僕も、そういう対象は女の子しかなかった。というか、男が、愛を持って好きになるのは、女性しかないと思っていた。
同性を、なにかの見返りを期待して抱きしめるとか、ましてや、大事な部分まで委ねられるなんて、想像もしていなかった。
「……なんで、ですかね。なんていうか、僕はたぶん、そういう性的なものとは関係なく、ただそばにいたいだけというか。一緒にいたら、いろいろ刺激をもらえそうで……人間的にも成長できるかなって」
逢坂先生は目を伏せると困ったような顔をした。
「俺って、まじ最低なヤツだな。お前の、そんな純粋な気持ちに水を差すように、襲おうとしちまって」
それから、自嘲気味に言葉を発する。
「先生。それは違いますよ」
「あ?」
「襲おうとしたんじゃなくて、襲ったんです」
そこは譲れないと、僕は断言した。
開けていた口を、先生は、一度は閉じた。それでも、次の瞬間には、なにかの含みを持たせるように、にやにやした。
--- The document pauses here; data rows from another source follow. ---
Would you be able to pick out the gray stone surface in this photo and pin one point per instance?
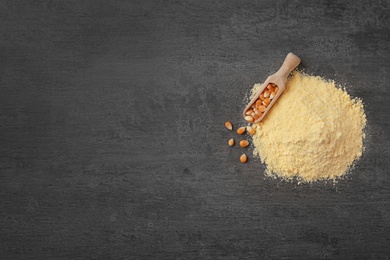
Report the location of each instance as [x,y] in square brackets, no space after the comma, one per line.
[112,137]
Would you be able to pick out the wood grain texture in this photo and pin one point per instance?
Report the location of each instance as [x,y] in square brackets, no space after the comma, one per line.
[112,136]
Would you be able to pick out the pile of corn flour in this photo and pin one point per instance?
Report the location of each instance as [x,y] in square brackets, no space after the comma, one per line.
[314,131]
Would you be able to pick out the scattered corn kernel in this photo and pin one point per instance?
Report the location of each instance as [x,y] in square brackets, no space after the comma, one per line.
[244,143]
[250,130]
[241,130]
[261,108]
[249,119]
[249,112]
[229,125]
[243,158]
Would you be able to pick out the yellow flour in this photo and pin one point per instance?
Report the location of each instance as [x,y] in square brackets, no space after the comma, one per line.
[313,132]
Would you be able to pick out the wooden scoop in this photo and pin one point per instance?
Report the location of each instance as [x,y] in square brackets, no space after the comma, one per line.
[270,90]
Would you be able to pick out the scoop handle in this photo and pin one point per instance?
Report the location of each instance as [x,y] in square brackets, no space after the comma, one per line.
[290,62]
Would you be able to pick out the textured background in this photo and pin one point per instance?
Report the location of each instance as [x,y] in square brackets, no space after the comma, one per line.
[112,144]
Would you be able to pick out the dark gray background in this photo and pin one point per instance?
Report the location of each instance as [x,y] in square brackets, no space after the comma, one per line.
[112,138]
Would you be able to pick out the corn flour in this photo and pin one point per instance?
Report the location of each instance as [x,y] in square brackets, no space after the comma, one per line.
[313,132]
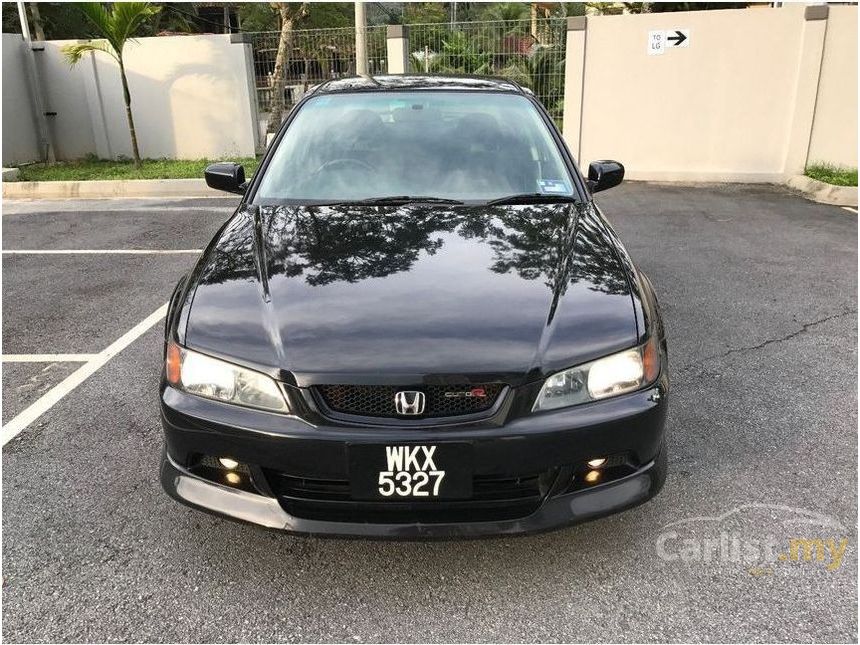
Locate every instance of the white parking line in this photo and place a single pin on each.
(56, 393)
(99, 251)
(47, 358)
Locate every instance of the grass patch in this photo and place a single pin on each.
(90, 169)
(830, 174)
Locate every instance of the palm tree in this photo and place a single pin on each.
(289, 12)
(116, 26)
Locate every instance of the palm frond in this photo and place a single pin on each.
(128, 16)
(99, 17)
(74, 53)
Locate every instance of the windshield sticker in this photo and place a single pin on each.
(553, 186)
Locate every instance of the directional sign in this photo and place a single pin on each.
(656, 42)
(678, 38)
(661, 40)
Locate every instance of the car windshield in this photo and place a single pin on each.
(463, 146)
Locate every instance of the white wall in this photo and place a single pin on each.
(191, 98)
(20, 139)
(736, 104)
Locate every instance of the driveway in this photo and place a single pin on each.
(759, 291)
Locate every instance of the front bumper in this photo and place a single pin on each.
(550, 443)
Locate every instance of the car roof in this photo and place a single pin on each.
(396, 82)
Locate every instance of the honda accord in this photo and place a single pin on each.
(417, 323)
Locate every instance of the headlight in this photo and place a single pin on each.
(215, 379)
(612, 375)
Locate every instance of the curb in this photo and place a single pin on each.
(823, 193)
(110, 188)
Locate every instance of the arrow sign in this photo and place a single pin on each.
(679, 39)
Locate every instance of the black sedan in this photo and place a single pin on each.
(416, 324)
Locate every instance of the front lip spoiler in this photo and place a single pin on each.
(556, 512)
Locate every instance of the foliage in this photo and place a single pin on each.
(506, 11)
(257, 16)
(542, 72)
(115, 27)
(832, 174)
(415, 13)
(461, 54)
(91, 168)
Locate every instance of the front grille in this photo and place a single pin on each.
(378, 400)
(493, 498)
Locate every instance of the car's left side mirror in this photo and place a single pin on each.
(604, 174)
(226, 176)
「はいはいはい。すみませんねえ。てか、お前だって嫌じゃなかったんだろ?」
僕が視線をそらすと、うん? と、意地悪く訊いてくる。
「……まあ、そうですけど」
「よしよし。素直でよろしい」
笑いながらそう言って、今度は、僕の頬を撫でた。ついでに、軽くつねっていく。